Getting Out the Vote

Reflecting on her summer spent registering Nevadans to vote in advance of the 2016 election, sociology major Callen Aten ’18 says, “People knew they’d be impacted by the issues at stake at the national and state level, but they felt so disempowered. I was furious.” This experience motivated Aten’s interest in studying what shapes the way people vote—or don’t vote.

At SIRC, Aten presented “When Youth Vote: The Impact of Identity and Policies on Voting Behaviors at Gonzaga University,” which explored students’ voting rationale in last November’s presidential election, as well as voting patterns among different demographics. Throughout the year, Aten worked with peers and sociology faculty, particularly Drs. Vik Ghumbir, Nicole Willms, and Joe Johnston. Still, she’s grateful for all the autonomy she had to direct her own research.

“You have to motivate yourself and figure out where you think your project needs to be,” she says. “That’s really valuable.”

Back into the Limelight

At SIRC, art major Elaina Pignolet ’17 presented research on American dancer, choreographer and interdisciplinary artist Loïe Fuller. “Fuller was an innovator, creator and collaborator,” Pignolet says. Originally from the Chicago suburbs, Fuller achieved her greatest fame in early-20th Century France, performing some 600 times on the Folies Bergère stage in Paris, though she is also well-known for her innovations in lighting design, costuming, and visual art. Yet, details of her biography are largely obscure; Pignolet’s research aims to bring her legacy to light.

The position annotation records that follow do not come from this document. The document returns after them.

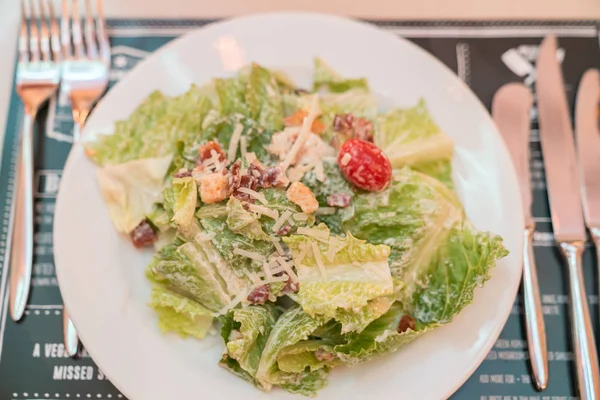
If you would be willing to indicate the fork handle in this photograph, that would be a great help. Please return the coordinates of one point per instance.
(21, 249)
(584, 344)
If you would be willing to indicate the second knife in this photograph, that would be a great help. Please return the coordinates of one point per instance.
(510, 109)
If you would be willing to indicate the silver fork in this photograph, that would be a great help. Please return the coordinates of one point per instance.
(38, 75)
(84, 79)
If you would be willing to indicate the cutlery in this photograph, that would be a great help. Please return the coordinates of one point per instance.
(588, 151)
(84, 79)
(37, 79)
(511, 109)
(558, 148)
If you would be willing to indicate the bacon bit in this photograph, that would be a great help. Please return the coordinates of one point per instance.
(297, 118)
(341, 200)
(182, 173)
(324, 355)
(205, 151)
(284, 230)
(406, 322)
(358, 128)
(143, 235)
(260, 295)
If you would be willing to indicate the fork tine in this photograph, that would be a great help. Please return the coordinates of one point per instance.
(65, 30)
(44, 32)
(34, 36)
(23, 36)
(102, 34)
(77, 36)
(90, 35)
(54, 33)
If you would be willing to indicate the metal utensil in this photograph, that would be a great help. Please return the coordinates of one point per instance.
(84, 80)
(510, 109)
(556, 136)
(37, 79)
(588, 151)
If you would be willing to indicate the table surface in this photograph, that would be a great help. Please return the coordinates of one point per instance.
(370, 9)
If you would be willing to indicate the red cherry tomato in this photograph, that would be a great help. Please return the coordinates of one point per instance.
(365, 165)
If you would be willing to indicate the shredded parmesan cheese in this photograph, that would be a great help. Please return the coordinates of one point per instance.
(249, 254)
(318, 258)
(234, 142)
(319, 172)
(279, 223)
(277, 245)
(346, 159)
(262, 210)
(303, 135)
(316, 233)
(253, 193)
(301, 217)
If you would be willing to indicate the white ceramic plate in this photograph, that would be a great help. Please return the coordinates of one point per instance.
(101, 274)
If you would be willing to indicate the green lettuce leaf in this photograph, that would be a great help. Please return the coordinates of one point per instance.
(130, 190)
(264, 98)
(357, 274)
(437, 255)
(154, 128)
(410, 137)
(326, 77)
(185, 198)
(245, 332)
(177, 313)
(292, 327)
(244, 222)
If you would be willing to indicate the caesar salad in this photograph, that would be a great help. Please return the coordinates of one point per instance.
(312, 229)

“Loïe’s representation of what an interdisciplinary artist looks like has inspired me in so many areas,” Pignolet says. True to her word, Pignolet worked collaboratively with students and faculty across departments to implement her research. “I’ve gotten to help curate an exhibit in the Jundt Art Museum with my own work in it, be a rehearsal director, lecture on historical research, and so much more,” she says. “How many graduating artists can say they’ve done all that?”

These undergraduates’ research is a testament to the College’s mission of fostering scholarly inquiry, creativity, and collaboration, and engaging with meaningful problems in our communities. Their work and the skills they’ve developed will benefit themselves and our world for years to come.